Todos hemos cometidos pecados que nunca hemos confesado, pecados que nos avergüenza haber cometido, pecados que en ocasiones se vuelven una piedra en el zapato que no nos deja tranquilos, pecados que nos incomodan y que necesitamos confesar.
Y a veces, además de ocultar esos pecados a la gente que amamos o respetamos, también “los queremos ocultar a Dios”, es decir, que muchas veces ni siquiera hemos pedido perdón a Dios por lo que sabemos que no fue correcto.
Pensamos que Dios es como las personas; ilusamente creemos que si nadie se dio cuenta del pecado que cometimos, tampoco Dios lo tomará en cuenta. Creemos que con ocultárselo a la gente ya es bastante, que es la solución, y a veces, incluso ni siquiera sentimos la necesidad de pedir perdón a Dios por eso que hicimos.
¿Cuántos pecados no confesados tenemos en nuestra vida? ¿Cuántos pecados que nunca le hemos pedido perdón a Dios hemos cometido? ¿Cuántos pecados que ni siquiera hemos contado a Dios hemos realizado?

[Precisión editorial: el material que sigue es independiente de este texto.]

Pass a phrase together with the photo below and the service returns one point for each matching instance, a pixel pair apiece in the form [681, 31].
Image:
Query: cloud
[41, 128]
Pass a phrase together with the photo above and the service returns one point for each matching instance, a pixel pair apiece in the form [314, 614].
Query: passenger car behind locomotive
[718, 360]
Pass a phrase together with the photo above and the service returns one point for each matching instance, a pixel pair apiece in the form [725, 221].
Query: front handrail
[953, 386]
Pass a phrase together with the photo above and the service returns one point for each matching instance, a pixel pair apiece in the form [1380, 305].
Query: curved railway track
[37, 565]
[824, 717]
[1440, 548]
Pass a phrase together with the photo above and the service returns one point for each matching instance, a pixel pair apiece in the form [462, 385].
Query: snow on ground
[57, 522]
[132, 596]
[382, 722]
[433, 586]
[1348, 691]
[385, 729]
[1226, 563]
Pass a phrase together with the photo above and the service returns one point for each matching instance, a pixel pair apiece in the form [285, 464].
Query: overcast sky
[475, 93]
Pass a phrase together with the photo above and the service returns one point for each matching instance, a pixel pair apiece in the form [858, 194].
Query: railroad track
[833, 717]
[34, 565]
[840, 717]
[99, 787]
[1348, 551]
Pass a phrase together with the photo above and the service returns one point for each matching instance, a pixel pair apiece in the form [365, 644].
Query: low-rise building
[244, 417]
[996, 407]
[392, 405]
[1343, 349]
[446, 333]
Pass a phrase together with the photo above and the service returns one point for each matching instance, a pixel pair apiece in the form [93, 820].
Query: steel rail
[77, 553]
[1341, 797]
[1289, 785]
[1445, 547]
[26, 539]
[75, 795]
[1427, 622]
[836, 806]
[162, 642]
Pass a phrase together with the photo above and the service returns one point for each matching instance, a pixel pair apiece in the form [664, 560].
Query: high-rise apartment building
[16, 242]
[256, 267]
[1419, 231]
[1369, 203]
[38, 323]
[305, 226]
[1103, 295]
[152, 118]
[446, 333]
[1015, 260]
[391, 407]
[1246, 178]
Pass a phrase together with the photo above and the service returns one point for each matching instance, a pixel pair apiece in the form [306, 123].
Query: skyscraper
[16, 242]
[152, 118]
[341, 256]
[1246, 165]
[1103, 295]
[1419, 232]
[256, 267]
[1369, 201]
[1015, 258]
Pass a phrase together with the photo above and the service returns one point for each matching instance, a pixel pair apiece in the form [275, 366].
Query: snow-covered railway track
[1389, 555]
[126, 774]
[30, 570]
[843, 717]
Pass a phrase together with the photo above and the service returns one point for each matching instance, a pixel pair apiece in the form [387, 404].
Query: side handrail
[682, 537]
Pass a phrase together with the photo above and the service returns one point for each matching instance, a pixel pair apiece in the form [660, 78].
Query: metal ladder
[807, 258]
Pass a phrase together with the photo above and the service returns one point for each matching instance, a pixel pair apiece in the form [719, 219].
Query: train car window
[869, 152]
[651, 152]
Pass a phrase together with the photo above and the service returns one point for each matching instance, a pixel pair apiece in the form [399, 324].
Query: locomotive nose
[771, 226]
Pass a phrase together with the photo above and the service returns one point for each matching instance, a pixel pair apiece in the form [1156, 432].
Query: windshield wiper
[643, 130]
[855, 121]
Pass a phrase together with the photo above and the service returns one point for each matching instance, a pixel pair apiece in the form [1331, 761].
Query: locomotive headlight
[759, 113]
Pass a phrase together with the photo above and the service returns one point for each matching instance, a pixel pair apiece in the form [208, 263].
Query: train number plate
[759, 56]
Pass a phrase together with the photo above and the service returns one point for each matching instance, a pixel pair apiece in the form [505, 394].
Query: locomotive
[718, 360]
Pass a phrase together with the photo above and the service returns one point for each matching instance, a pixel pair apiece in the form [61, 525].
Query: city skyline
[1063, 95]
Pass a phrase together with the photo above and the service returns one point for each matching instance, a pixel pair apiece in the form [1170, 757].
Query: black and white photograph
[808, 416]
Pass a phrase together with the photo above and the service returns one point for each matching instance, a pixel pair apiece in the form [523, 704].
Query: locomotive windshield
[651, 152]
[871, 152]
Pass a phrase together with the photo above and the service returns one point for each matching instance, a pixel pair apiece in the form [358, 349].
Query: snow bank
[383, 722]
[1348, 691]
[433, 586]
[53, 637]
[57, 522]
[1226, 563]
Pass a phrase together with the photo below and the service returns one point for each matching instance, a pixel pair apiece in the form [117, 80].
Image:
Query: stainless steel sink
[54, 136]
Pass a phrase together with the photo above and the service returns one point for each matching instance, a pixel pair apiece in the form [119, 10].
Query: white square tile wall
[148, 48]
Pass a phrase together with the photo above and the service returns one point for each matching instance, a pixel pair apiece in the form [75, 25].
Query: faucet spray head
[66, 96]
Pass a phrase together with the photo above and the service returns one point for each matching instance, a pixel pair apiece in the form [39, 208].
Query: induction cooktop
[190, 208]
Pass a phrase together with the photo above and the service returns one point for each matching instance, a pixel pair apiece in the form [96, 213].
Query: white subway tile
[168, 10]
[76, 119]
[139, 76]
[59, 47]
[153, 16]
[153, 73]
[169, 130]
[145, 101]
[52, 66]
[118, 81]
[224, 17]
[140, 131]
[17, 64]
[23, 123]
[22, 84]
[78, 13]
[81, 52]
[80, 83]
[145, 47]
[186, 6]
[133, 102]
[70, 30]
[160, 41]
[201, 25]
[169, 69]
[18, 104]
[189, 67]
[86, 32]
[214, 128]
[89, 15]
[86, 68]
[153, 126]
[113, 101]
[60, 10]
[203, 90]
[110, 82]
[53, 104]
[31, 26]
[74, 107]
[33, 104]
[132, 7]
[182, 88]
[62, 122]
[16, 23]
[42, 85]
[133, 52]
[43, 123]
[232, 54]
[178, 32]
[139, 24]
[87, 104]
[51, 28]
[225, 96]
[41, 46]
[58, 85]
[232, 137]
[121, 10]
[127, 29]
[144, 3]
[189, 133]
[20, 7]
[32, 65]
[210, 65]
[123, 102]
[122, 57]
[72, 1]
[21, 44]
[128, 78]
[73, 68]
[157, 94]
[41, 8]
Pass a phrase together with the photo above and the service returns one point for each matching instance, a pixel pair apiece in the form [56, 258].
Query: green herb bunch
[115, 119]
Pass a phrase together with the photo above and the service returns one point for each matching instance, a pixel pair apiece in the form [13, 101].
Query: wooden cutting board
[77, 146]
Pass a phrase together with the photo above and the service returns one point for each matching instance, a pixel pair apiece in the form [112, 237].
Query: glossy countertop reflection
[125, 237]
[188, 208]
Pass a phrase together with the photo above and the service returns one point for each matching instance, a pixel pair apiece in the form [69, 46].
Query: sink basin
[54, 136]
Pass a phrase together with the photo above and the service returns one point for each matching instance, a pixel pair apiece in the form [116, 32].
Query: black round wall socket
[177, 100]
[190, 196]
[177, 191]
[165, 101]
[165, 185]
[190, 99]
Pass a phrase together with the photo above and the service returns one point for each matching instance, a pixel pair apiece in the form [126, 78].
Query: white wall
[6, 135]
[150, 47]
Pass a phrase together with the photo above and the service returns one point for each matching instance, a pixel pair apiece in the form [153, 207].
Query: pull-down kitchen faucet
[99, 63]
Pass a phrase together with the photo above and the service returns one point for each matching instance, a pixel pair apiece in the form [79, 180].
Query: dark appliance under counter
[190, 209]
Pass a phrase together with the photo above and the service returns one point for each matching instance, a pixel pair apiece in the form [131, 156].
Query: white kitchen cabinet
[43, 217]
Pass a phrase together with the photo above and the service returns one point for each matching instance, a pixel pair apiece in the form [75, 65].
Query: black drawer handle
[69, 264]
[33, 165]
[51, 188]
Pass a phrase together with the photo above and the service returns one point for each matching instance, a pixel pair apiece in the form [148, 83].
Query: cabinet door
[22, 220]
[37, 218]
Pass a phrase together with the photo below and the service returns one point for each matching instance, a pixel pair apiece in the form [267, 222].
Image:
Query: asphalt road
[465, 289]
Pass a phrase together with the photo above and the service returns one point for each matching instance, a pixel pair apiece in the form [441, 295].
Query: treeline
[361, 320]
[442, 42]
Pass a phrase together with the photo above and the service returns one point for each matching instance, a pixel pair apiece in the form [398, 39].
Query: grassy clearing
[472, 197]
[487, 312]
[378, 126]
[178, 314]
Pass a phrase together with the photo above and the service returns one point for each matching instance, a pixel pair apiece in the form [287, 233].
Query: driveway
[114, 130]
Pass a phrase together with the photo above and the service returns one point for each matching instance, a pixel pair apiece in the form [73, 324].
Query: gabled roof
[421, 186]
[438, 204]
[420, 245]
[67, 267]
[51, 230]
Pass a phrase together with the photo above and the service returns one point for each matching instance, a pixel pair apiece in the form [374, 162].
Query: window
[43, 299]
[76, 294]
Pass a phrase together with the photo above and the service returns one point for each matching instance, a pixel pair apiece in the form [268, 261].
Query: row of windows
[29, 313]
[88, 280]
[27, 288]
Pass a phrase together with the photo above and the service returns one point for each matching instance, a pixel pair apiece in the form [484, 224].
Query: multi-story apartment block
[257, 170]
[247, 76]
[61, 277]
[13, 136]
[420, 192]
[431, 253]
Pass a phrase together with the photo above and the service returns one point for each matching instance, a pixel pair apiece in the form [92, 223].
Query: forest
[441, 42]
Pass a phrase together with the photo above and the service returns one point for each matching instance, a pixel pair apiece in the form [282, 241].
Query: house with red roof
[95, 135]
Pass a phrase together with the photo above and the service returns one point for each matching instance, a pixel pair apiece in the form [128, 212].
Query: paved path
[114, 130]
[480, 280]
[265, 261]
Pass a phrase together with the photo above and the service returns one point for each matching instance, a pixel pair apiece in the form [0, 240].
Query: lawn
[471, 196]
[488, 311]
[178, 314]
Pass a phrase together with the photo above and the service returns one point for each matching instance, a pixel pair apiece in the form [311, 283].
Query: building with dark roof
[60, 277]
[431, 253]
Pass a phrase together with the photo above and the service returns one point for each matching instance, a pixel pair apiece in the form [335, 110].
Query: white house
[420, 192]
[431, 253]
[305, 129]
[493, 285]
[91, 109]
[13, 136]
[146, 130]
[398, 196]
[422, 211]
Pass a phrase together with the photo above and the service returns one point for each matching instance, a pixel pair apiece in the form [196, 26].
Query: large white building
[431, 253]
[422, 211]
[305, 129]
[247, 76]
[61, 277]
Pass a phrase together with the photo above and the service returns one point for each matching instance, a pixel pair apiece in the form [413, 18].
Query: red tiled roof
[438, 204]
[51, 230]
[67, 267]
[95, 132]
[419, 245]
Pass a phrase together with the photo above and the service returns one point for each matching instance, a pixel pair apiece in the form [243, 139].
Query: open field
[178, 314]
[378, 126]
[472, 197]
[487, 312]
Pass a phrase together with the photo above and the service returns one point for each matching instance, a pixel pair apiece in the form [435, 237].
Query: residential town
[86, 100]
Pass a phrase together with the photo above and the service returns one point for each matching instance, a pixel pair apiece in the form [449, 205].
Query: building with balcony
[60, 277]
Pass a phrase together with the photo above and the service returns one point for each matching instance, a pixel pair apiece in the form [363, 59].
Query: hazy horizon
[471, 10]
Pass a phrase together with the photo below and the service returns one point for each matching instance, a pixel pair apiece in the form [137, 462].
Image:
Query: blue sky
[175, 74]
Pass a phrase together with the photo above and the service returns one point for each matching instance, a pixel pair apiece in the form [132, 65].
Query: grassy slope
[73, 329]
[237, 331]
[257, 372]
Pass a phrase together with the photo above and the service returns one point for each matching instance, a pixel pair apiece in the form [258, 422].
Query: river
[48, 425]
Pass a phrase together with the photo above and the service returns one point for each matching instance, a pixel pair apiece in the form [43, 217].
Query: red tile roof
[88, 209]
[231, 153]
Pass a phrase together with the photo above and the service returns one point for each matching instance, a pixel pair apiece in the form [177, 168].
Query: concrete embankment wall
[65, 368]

Cuando nosotros no confesamos los pecados a Dios, cuando se los “ocultamos” como solemos ocultárselos a la gente, lo único que hacemos es dañarnos a nosotros mismos, lo que hacemos es debilitarnos, porque un pecado no confesado en alguien que de verdad ama a Dios es un obstáculo para caminar, y el enemigo estará allí para acusarte cada vez más, para hacerte sentir indigno de Dios, un hipócrita, un caso perdido.